You can understand then, why earning a medal in men’s figure skating really is an Olympic achievement.
And speaking of hockey, how about that win over team Canada?
Next to the snowboard events, and the downhill, and the mogul runs, and the slalom, and hockey, and bobsledding, and the event where they ski cross country while taking short breaks to shoot rifles, the most exciting event has to be the ski jump.
The reason for this is simple. Like many people, I grew up watching a tireless Wide World of Sports film clip of some poor guy doing cart wheels off the end of a ski jump. The ensuing human yard sale became forever known as The Agony of Defeat, and it gave the Thrill of Victory a whole new perspective.

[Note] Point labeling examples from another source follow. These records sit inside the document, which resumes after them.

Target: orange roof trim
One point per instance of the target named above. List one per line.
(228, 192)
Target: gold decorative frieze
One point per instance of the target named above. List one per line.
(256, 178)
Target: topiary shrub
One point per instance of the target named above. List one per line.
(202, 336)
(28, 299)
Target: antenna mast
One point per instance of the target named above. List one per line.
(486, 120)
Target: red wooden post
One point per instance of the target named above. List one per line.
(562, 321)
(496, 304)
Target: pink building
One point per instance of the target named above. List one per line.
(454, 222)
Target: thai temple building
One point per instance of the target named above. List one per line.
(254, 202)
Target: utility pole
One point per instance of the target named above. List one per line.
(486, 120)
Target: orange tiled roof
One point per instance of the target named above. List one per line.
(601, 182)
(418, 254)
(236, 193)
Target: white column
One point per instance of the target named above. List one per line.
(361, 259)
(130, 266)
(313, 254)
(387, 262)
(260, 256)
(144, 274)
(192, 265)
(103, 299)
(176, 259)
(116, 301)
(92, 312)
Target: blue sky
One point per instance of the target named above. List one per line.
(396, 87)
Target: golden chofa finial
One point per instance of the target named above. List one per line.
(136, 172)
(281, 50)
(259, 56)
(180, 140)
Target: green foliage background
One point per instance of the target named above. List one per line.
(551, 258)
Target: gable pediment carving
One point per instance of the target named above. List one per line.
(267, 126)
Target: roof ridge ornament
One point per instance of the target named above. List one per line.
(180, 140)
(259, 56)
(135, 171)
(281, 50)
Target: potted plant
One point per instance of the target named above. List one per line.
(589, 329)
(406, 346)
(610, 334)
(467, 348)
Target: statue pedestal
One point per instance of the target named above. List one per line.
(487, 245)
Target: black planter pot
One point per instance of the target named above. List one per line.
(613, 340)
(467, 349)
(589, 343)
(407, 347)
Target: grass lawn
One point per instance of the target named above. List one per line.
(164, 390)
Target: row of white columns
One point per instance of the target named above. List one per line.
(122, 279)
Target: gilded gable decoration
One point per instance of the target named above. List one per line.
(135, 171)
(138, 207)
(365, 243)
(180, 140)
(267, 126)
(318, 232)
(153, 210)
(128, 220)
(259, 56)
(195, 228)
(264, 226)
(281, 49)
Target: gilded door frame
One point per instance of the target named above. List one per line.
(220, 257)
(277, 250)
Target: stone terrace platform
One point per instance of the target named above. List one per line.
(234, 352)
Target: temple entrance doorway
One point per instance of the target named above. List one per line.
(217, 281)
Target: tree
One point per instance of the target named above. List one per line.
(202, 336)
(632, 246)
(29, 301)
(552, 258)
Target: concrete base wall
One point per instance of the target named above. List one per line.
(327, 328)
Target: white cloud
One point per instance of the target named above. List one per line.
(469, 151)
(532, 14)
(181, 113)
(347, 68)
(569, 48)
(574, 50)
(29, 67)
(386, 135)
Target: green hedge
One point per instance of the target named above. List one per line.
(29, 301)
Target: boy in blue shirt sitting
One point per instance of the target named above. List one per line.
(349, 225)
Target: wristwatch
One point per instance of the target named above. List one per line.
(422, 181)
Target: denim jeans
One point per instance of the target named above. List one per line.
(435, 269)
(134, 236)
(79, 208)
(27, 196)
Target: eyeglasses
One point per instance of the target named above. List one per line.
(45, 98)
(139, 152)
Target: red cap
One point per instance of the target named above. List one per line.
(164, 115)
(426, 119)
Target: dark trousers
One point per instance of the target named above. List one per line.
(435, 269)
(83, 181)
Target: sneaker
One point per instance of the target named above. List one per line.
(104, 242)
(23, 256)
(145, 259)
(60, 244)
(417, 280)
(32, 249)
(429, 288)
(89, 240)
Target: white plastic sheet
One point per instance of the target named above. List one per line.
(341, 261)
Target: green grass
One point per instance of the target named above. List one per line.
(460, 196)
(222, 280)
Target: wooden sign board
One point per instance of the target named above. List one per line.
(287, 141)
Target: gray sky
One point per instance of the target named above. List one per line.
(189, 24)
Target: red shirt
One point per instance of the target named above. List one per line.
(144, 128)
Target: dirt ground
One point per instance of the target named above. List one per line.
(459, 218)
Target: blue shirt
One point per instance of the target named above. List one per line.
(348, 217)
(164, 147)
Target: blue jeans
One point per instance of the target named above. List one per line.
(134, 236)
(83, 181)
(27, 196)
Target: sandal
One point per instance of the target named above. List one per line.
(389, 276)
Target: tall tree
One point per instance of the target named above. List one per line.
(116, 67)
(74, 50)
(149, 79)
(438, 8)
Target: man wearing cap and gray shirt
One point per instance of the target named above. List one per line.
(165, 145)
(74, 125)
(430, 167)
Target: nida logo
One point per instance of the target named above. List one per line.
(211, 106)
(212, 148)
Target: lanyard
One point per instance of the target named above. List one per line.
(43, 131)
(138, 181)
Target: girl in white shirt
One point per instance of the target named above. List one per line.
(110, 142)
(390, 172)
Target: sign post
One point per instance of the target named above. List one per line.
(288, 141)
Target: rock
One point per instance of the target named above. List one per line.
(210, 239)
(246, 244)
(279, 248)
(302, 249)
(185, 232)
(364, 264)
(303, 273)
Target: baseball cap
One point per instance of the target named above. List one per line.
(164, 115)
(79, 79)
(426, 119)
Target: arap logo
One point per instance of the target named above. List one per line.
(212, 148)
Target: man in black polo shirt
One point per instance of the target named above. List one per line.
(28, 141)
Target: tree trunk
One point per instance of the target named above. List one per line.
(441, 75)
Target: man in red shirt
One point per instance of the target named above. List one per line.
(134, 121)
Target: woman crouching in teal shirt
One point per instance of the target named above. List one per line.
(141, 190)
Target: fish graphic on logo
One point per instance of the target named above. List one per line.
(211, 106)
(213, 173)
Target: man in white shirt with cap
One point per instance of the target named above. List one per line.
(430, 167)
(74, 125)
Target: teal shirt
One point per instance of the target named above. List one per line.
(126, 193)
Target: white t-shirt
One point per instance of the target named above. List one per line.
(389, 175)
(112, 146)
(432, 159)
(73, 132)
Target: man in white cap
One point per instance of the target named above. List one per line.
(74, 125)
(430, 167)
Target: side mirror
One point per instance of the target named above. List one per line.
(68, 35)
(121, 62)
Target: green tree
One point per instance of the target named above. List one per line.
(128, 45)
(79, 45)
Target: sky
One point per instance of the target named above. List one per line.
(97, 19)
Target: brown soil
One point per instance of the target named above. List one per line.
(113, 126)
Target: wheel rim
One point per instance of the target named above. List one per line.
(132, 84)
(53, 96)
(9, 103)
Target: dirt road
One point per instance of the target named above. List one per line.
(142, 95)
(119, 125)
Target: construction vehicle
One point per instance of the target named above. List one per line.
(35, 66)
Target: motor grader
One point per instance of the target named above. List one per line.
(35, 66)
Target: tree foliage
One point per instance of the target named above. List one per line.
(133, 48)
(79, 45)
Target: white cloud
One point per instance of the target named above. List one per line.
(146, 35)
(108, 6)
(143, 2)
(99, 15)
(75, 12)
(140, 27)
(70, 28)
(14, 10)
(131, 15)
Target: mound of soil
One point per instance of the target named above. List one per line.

It seems to me there a lot less painful ways to suffer The Agony of Defeat, like say, receiving a wedgie in the men’s locker room from an irate Wayne Gretzky, but I also understand that without consequences, the Thrill of Victory in the Winter Olympics seems a little wimpy. Why else would we watch a bunch of Norwegians launch themselves off a steep ramp with two-by-fours strapped to their feet?
Given the tragic events surrounding this Olympics, I think we can all do with a little less agony in defeat. But we still need some downside to keep the Winter Olympics exciting, even if all we see is Wayne Gretzky execute a triple Klutz during the opening ceremony and fall on the ice. Personally, I don’t want The Agony of Defeat to be re-defined by Tiger Woods.
And if you don’t believe me, consider this. Just think how much more exciting sweeping the kitchen would be if you were at risk of being run over by a forty-four pound curling stone.